Malinda Lo's Last Night at the Telegraph Club (Amazon | Bookshop.org)
I admire so much authors who excel in different genres—they're just plain good writers. With Last Night at the Telegraph Club, Malinda Lo confirmed for me that she is an amazing writer. (I mean, I already knew, but this book is FANTASTIC.)⠀
Previously, I'd read Lo's fantasy retelling of Cinderella, Ash (Amazon | Bookshop.org), and her sci fi novel Adaptation (Amazon | Bookshop.org). Last Night at the Telegraph Club is historical fiction, set in 1950s Chinatown. For most of the novel, we're following Lily Hu, a seventeen-year-old girl who feels as if her life doesn't quite fit. She has friends, and she has a family she loves, but she also doesn't feel as if anyone truly knows her. She is, however, beginning to understand herself more, but in secret. At school, Lily begins to become closer with an acquaintance, Kathleen Miller, and together, they take a big step and go together to the Telegraph Club, a lesbian bar in a part of town Lily isn't supposed to enter. It's there that Lily finally feels as if people truly know her and that she may, at last, know herself, too.⠀
The novel addresses the ways that Lily's other relationships change as a result of her decisions. Periodically, the book flashes back to other characters' stories: when her parents first met or when they realize that they won't be moving to China, as planned. Lo includes a historical timeline that also features important events in Lily's family's lives. Because of her family's country of origin, they come under suspicion at one point as Communists, another type of prejudice with which Lily must contend.⠀
Last Night at the Telegraph Club is an amazing YA work of historical fiction, a beautiful coming of age story with a compelling, nuanced protagonist and vivid supporting characters. It absolutely swept me away.⠀
This is a perfect read for the #unabridgedpodreadingchallenge!
Aiden Thomas's Cemetery Boys (Amazon | Bookshop.org)

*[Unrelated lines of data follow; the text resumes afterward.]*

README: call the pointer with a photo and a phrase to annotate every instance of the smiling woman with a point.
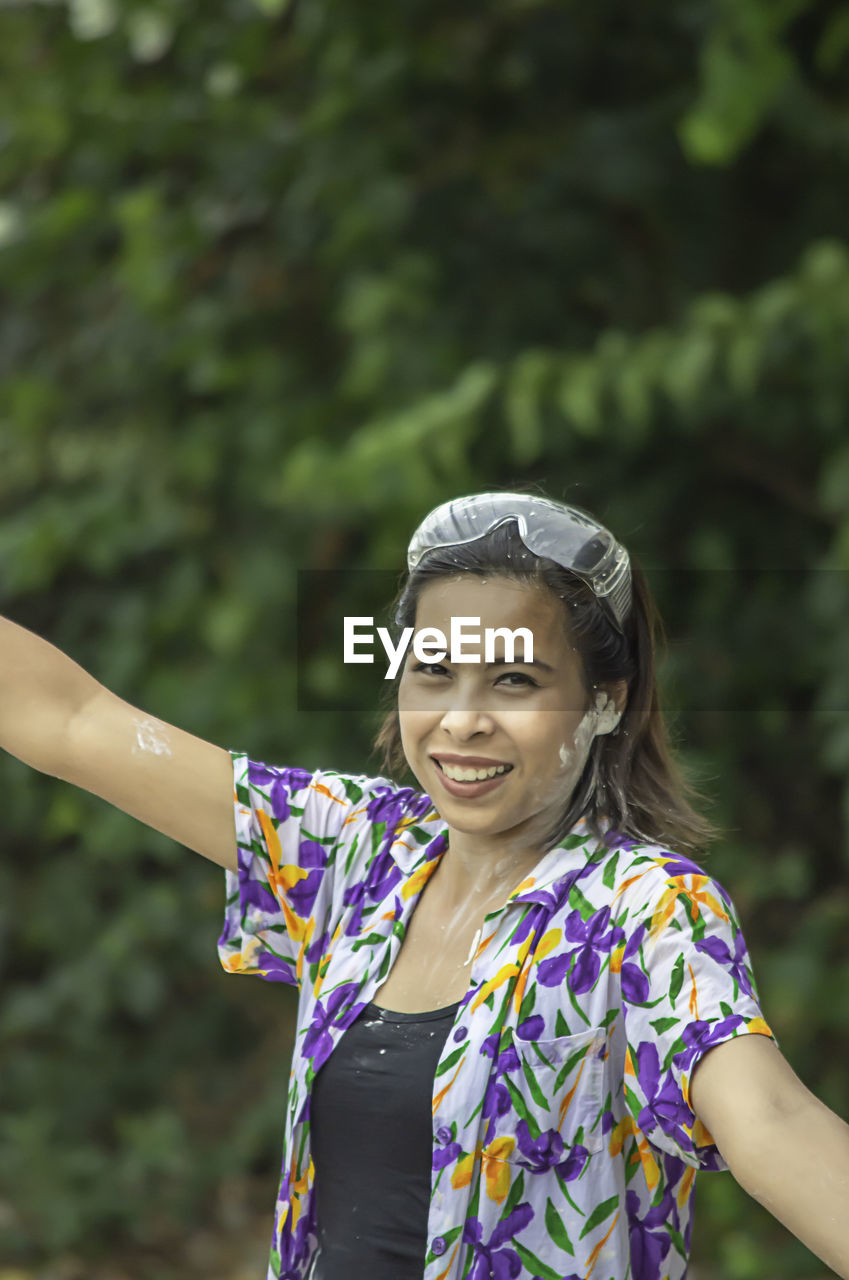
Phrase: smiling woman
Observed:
(526, 1016)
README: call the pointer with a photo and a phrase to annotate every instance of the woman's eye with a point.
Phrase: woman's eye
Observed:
(523, 680)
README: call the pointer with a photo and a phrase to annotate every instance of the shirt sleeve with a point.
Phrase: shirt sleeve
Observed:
(687, 986)
(279, 900)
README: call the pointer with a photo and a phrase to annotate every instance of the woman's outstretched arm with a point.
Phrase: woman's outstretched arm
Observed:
(781, 1143)
(59, 720)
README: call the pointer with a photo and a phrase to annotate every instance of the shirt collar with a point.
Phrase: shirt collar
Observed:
(410, 855)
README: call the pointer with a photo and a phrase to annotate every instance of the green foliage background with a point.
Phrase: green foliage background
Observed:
(277, 278)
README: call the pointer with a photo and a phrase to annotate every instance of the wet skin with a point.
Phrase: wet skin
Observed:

Aiden Thomas's Cemetery Boys was my first five-star read of the year. Wow. I had read some great reviews but had NO idea how much I would love this book.⠀
Yadriel's family is part of a Latinx community of brujas and brujos who destiny is drive by gender: brujas have one role to play and brujos another. Yadriel, a trans boy, yearns to join the line of brujos but faces misunderstandings and a lack of acceptance from those in charge.⠀
Yadriel and his cousin and best friend Maritza conspire to perform the ritual that will allow Yadriel to step into his role: he hopes that once his family sees that he was blessed as a brujo by the goddess of death, they'll accept the truth about who he is. After the secret ceremony, in an attempt to help the brujos with their investigation of a mysterious disappearance, Yadriel accidentally summons the spirit of Julian Diaz, a troublemaker at his school. Now, he and Maritza have to help Julian accept his death so they can free his spirit; they're still trying to help with the investigation; and they have to continue to keep Yadriel's secret until the best time to reveal what happened.⠀
These characters are so vivid, and Thomas provides a sense that this magical world really could exist alongside our own. He beautifully describes the traditions of Yadriel's family, and he shows the love Yadriel has for his dad, his brother, and his deceased mother (the only one who truly understood him. I felt powerfully the way he yearns for this family's acceptance and, beyond that, their approval. ⠀
This is one of those books that's tough to describe because its magic goes beyond a list of characters or a description of what happens. The things that make it beautiful lie in the storytelling and the vivid sense of Yadriel's character. (This would also make a great pairing with Molly Ostertag's The Witch Boy trilogy, a graphic novel series aimed at a younger audience. It also focuses on a community in which people's destiny is controlled by gender—boys are shapeshifters, and girls are witches—until one boy changes things.)